O antigo aeroporto internacional recebia os turistas com um cartaz de uma companhia aérea que dizia:
“Bem-vindos a Odessa. E agora, para onde?”
A resposta me veio pronta: “Para a descoberta da terra de onde meus avós tiveram que fugir para que eu existisse”.
Olga Bokhonovskaya, a melhor e mais preparada guia da Ucrânia, fundadora da Agência de Turismo Odessa Walks, já me esperava. Passaríamos juntas uma semana intensa. Eu não era uma turista habitual, demandava mergulhos profundos. Olga foi fundamental para a pesquisa do meu romance histórico BELA DE ODESSA, que retrata a época da Revolução Russa. É minha amiga desde então.
Odessa, a “Paris do Oriente”, foi escolhida por renomados escritores como lugar de exílio na época da Revolução Bolchevique. Era a cidade da liberdade, levou tempo até ser atingida pela ação revolucionária.
Caminhamos por cada centímetro da cidade. Do cartão postal da parte rica e panorâmica – Boulevard Primorsky, com suas mansões e vista para o mar – até Moldavanka, o bairro do proletariado. Meus antepassados devem ter vivido por lá. Os pátios internos, a pobreza em algum momento digna. Aos meus olhos, tudo precisava de renovação.

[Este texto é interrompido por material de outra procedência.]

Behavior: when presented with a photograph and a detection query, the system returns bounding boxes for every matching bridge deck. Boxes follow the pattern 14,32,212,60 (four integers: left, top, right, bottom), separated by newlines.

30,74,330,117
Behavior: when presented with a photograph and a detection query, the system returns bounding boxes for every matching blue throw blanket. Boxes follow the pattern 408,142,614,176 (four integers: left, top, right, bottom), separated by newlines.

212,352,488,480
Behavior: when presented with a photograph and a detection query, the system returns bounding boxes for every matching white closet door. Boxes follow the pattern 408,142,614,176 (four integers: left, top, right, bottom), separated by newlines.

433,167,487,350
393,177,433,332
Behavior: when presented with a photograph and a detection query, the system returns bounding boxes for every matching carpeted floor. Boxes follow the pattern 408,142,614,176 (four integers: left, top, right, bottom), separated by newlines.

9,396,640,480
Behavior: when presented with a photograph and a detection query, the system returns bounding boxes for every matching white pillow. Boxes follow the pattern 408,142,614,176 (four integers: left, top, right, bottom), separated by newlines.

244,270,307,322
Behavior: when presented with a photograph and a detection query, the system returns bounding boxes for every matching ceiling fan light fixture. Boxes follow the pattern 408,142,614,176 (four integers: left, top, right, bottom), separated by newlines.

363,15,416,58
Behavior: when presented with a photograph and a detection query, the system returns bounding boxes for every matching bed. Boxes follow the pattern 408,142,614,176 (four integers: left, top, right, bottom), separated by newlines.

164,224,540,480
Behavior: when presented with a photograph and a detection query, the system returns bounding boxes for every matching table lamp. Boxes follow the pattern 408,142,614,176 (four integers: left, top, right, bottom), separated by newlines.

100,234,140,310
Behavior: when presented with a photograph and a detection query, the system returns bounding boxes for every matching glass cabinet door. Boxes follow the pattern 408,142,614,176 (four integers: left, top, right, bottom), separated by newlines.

Visitei a grandiosa sinagoga de Brodsky (1863), confiscada pelos bolcheviques para se tornar quadra de esporte por seu pé direito alto. Depois transformada em Arquivo Estadual. Até 2016, só se mantinha de pé pelas estantes. Interditada sob risco de colapso, continha documentos importantíssimos cuja consulta estava impossibilitada.
Após essa viagem, procurei informações da Ucrânia em outras fontes documentais e descobri que se pode conhecer o país através da história da opressão russa. A Rússia sempre acreditou – ou quis acreditar – que a Ucrânia fosse parte de seu território. Mas, ao contrário, embora a Ucrânia só exista politicamente como país soberano há 30 anos, tem uma história própria, longa e rica. País com identidade, com seu povo, seu idioma, sua cultura remontando a vários séculos antes mesmo de Moscou existir.
Encontrei inúmeras evidências desse passado singular. Anna de Kiev, por exemplo, rainha consorte de França casada com Henrique I, era filha de Yaroslav, o Sábio, Grão Príncipe de Kiev e Novgorod. Anna nasceu em 1024 e é uma das provas dos antiquíssimos laços da Ucrânia com reinos da Europa.
A Ucrânia sempre foi e continua sendo objeto de desejo de países e impérios. Maior e mais rico celeiro de grãos da região e também rica de reservas de minério, tem Odessa como o maior porto de saída para o Mar Negro. Foi disputada pela Rússia Czarista, Império Austro-Húngaro, Polônia, União Soviética e Império Otomano. Vejo com tristeza que o fato se repete. Ainda hoje, é centro de disputas internacionais.
Irônico pensar que, no maior celeiro de grãos, milhões de ucranianos morreram de fome no Holodomor (1932-1933), o maior dos genocídios sob o governo de Stalin. Contou com a participação ativa de Nikita Khrushchev, que anos depois se tornaria secretário-geral do Partido Comunista da URSS. Toda a produção era confiscada e vendida para o exterior. Stalin precisava fazer dinheiro, rapidamente, para modernizar o seu império. A vida humana era o que menos importava. Foi instaurada uma coletivização forçada. Os que resistiam, eram mandados para a Sibéria. A identidade nacional e a língua ucranianal foram banidas. Inúmeros pensadores ucranianos foram presos. Outros se suicidaram. A única certeza era a morte.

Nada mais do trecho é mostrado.